Zucchini or Squash noodles – cleverly nicknamed zoodles – have been around for awhile. Can I brag for a second and note that we made them before they were cool? A client much cooler than me introduced us, and I never looked back.
Squash noodles look suspiciously like they are only for people with a generous grocery budget, extreme health goals, or food allergies. Modern appliances made exclusively for zoodling or spiralizing (I’m sure those are words), don’t help either.
However, I made zoodles on our tiny budget for years. Here is how I make zucchini noodles fit in a small budget and avoid buying exclusive zoodle-making appliances.
When I first learned how to make these, people just used a vegetable peeler to make fettucini-style noodles (See top photo).
Totally works, although I prefer spaghetti style now.
Next the thing to use was a julienne peeler (here’s the affiliate link I mentioned). In my opinion, it’s perfect.
- It costs about $5-$10 (try the thrift store! Who uses a julienne peeler anymore?)
- It’s small and easy to store
- It can zoodle any size zucchini. Most gadgets I know of are limited to normal-size zucchini – not the giant monsters that grow in home gardens of the south.
No need for a fancy appliance if you want to try this. They make a fun and useful purchase later, but don’t let them stop you from trying squash noodles.
2. Basically every gardener has too much zucchini
Zucchini and summer squash are incredibly easy to grow in the south, and many home gardeners over-plant. I can’t tell you how many pounds of free zucchini I’ve eaten in the past. Make friends with vegetable gardeners.

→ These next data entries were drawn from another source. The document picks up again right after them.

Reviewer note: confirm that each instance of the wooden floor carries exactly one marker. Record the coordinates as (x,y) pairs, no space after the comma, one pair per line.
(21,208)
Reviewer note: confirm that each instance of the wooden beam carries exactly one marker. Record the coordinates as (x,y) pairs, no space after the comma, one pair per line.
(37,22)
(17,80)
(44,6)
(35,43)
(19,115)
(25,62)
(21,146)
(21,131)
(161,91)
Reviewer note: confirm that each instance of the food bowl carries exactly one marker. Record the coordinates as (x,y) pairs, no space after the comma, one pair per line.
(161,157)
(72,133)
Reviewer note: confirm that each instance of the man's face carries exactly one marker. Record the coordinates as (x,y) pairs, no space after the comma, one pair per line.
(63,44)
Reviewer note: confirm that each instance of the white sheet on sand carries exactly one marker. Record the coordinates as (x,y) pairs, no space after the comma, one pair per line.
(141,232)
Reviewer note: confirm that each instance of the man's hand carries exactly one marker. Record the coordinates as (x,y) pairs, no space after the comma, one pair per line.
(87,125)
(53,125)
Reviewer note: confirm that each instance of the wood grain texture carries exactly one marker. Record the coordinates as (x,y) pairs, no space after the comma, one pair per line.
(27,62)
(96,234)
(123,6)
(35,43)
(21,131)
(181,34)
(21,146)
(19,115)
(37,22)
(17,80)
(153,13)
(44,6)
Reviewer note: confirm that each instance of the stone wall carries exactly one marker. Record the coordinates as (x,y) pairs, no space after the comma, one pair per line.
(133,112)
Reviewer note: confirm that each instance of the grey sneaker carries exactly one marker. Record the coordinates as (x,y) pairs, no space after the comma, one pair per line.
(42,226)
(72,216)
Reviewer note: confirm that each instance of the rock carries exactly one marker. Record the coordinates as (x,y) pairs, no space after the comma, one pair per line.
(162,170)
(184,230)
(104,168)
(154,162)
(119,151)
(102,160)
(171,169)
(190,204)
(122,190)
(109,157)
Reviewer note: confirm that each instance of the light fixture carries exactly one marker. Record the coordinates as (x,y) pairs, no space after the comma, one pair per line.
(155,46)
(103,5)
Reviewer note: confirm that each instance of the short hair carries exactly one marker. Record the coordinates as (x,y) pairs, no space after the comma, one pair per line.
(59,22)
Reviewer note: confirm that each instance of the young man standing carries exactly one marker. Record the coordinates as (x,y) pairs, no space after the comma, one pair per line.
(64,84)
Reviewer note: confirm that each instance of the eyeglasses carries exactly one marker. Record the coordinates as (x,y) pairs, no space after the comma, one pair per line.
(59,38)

3. Squash isn’t that popular – see if you can buy a box
Try buying a half-bushel of zucchini for a deal. It’s not exactly everyone’s favorite summer produce, so it’s fairly inexpensive. Unblemished squash lasts a good week in the fridge. You can refrigerate julienned/spiralized squash for up to 4 days. You can make a wide variety of zoodle dishes in that amount of time. You might want to follow my pin board where I save creative ways to Eat All The Veggies – lots of squash noodle ideas there.
(TIP: Shred any extra squash and freeze it to use in zucchini breads, muffins, cakes, etc.)
Sometimes it feels like fun, trendy health foods like zucchini noodles are only for people with a generous budget, extreme health goals, or food allergies – people who can’t or won’t enjoy a good plate of twirly pasta.
That’s just not the case. I encourage you to give zoodles a chance with a vegetable peeler, a simple julienne peeler, and all this inexpensive summertime squash.